De nouveaux droits pour les salariés et leurs conjoints engagés dans un projet parental
Une loi du 30 juin qui vient d’être publiée au Journal Officiel le 1er juillet aligne la protection contre la discrimination des salariés engagés dans un projet parental, y compris de sexe masculin, sur celui déjà existant à l’égard des femmes enceintes. De nouveaux droits sont également mis en place pour les salariés engagés dans un processus d’adoption. Voyons cela en détails.
Tout salarié engagé dans un projet parental est protégé, comme la femme enceinte. L’état de grossesse d’une femme fait partie des protections contre les discriminations établies par la loi. À ce titre, la femme bénéficie d’une protection spécifique dans le cadre du recrutement, de l’exécution du contrat de travail et de sa rupture.
Cette protection implique plusieurs interdictions faites aux employeurs :
- la mention du sexe ou de la situation de famille du candidat recherché dans une offre d’emploi ;
- le refus d’embaucher une personne, rompre la période d’essai, prononcer une mutation, résilier ou refuser de renouveler le contrat de travail d’un salarié en considération de son sexe, de sa situation de famille ou de sa grossesse ;
- faire du sexe de la personne ou de sa grossesse un critère en matière de rémunération, de formation, d’affectation, de qualification, de classification, de promotion professionnelle ou de mutation ;
- rechercher ou faire rechercher toutes informations concernant l’état de grossesse éventuel d’une salariée.
Il est également utile de rappeler que la femme candidate à un emploi ou la salariée n’est pas tenue de révéler son état de grossesse, sauf lorsqu’elle demande le bénéfice des dispositions légales relatives à la protection de la femme enceinte.
En cas de litige survenant entre la candidate à l’emploi ou la salariée et l’employeur concernant une éventuelle discrimination sur l’ensemble de ces sujets, l’employeur est alors tenu de communiquer au juge tous les éléments de nature à justifier sa décision. Il lui reviendra ainsi de faire la démonstration que sa décision repose sur des critères objectifs sans lien avec le sexe, l’état de grossesse ou la situation familiale de la salariée en question. La loi prévoit qu’en cas de doute, celui-ci profitera à la femme enceinte.
À compter du 2 juillet, cette protection est étendue à l’ensemble des salariés engagés dans un projet parental dans le cadre d’une assistance médicale à la procréation ou d’une adoption. Cela inclut donc tant les hommes que les femmes, salariés, concernés par ces protocoles médicaux.

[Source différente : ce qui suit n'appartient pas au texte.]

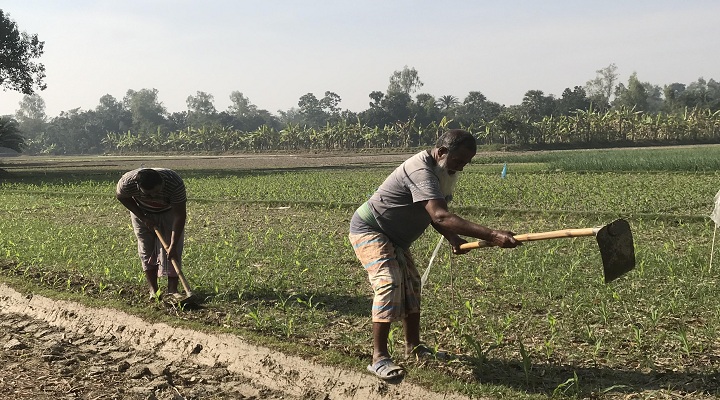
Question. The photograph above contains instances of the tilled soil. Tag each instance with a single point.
(57, 349)
(40, 361)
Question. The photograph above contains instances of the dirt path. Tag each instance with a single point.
(52, 349)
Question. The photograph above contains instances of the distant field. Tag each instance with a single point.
(267, 250)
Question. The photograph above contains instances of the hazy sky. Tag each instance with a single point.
(276, 51)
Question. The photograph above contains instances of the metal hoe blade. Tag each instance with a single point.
(616, 249)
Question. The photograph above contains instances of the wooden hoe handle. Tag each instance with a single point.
(175, 265)
(527, 237)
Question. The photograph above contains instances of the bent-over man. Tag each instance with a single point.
(156, 197)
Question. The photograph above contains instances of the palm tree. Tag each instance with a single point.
(448, 101)
(10, 136)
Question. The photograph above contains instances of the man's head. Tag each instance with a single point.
(455, 149)
(149, 181)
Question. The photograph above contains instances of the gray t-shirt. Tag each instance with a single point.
(397, 202)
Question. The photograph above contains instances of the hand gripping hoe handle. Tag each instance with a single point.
(186, 286)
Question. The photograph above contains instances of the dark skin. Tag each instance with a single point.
(179, 212)
(450, 226)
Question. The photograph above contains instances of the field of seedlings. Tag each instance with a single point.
(267, 252)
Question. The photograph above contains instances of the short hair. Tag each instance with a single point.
(148, 178)
(455, 139)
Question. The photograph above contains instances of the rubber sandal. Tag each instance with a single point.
(386, 369)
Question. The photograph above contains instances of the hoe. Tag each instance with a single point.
(615, 242)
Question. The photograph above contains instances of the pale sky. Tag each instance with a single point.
(274, 52)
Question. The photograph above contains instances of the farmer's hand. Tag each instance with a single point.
(504, 239)
(149, 221)
(456, 243)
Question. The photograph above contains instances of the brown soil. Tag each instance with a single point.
(54, 349)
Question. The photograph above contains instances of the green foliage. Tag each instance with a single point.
(268, 251)
(10, 136)
(18, 71)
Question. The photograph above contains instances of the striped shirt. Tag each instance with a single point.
(173, 191)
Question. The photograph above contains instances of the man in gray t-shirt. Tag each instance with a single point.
(414, 196)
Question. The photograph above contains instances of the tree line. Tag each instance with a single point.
(600, 112)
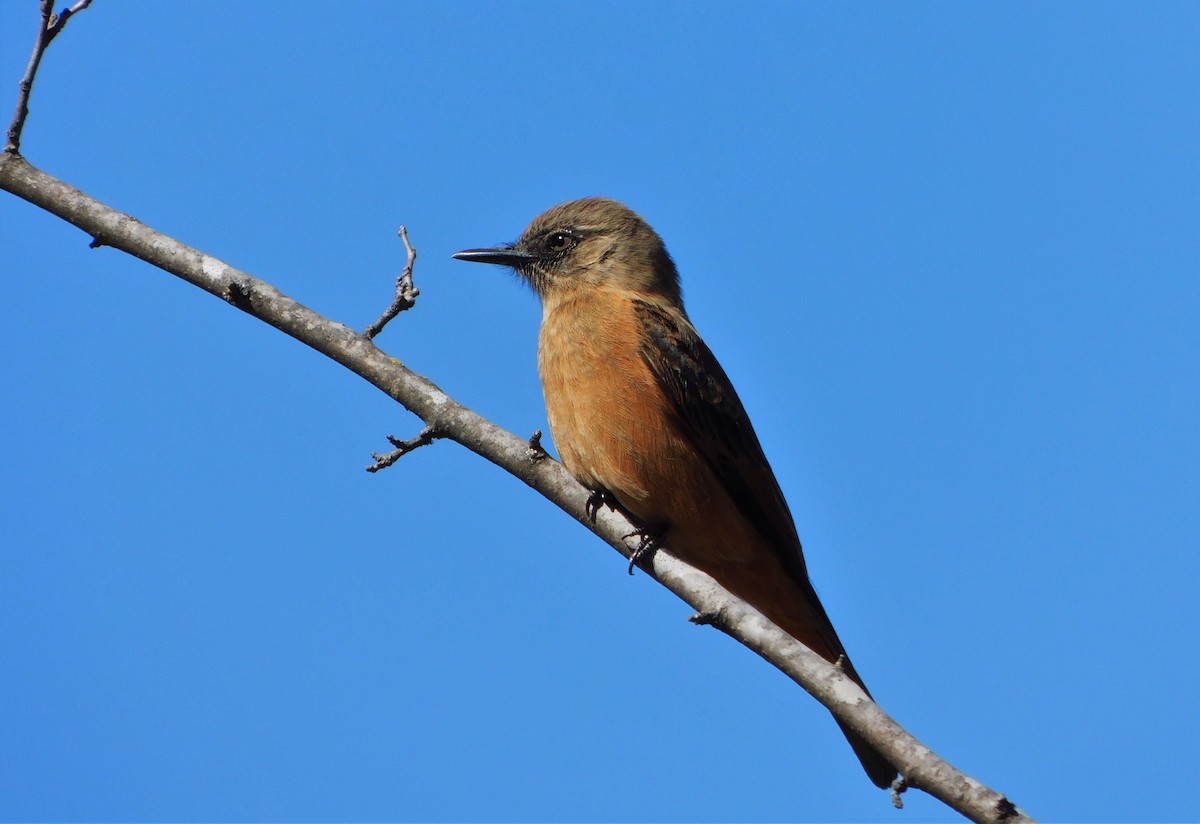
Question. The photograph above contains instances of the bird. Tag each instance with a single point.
(643, 415)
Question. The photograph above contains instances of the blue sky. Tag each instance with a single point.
(947, 252)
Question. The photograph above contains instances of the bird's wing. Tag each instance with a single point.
(718, 426)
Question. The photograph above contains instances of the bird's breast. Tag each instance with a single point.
(607, 415)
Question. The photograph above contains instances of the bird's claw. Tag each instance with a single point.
(595, 500)
(647, 545)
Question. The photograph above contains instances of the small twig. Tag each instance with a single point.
(406, 293)
(49, 28)
(426, 437)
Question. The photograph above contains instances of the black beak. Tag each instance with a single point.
(503, 256)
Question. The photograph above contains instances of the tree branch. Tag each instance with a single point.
(523, 458)
(919, 765)
(406, 293)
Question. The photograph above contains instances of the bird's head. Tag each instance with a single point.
(587, 244)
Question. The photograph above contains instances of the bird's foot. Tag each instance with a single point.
(647, 545)
(595, 500)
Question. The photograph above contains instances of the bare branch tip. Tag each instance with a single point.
(406, 293)
(426, 437)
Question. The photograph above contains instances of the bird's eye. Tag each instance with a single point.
(557, 241)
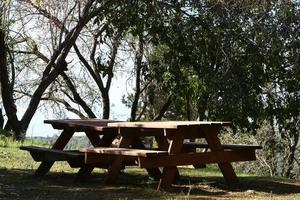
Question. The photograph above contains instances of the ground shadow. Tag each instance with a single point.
(21, 184)
(253, 183)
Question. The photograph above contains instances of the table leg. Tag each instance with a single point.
(170, 174)
(153, 172)
(60, 143)
(215, 145)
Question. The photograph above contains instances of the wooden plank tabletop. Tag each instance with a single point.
(84, 124)
(167, 124)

De nouvelles autorisations d’absence
Jusqu’alors, la loi prévoyait des autorisations d’absence pour :
- la salariée enceinte afin de se rendre aux examens médicaux obligatoires dans le cadre de la surveillance médicale de la grossesse et des suites de l’accouchement ;
- la salariée bénéficiant d’une assistance médicale à la procréation pour les actes médicaux nécessaires ;
- le conjoint salarié, partenaire de Pacs, époux/se de la femme enceinte ou bénéficiant d’une assistance médicale à la procréation : pour se rendre à trois des examens médicaux obligatoires ou actes médicaux nécessaires pour chaque protocole du parcours d’assistance médicale au maximum.
Ces absences ne doivent entraîner aucune baisse de la rémunération et sont assimilées à du temps de travail effectif.
Pour les hommes également
Désormais, les salariés de sexe masculin bénéficient également de ces mêmes autorisations d’absence selon qu’ils bénéficient d’une assistance médicale à la procréation ou qu’ils sont conjoints, partenaires de Pacs ou concubins de salariés hommes en parcours d’assistance médicale à la procréation.
Pour les salariés engagés dans un processus d’adoption
Au même titre que les femmes enceintes, leurs partenaires ou encore les salariés engagés dans une procédure d’assistance médicale à la procréation, les salariés engagés dans un processus d’adoption d’un enfant bénéficient désormais d’autorisations d’absence afin de se présenter aux entretiens obligatoires nécessaires à l’obtention de l’agrément requis. Cette nouvelle autorisation d’absence vaut tant pour les femmes que pour les hommes. Le nombre maximal d’autorisations d’absence reste à définir par décret.
Ces deux nouvelles autorisations d’absence, comme celles déjà existantes, doivent être rémunérées par l’employeur et sont assimilées à du temps de travail effectif.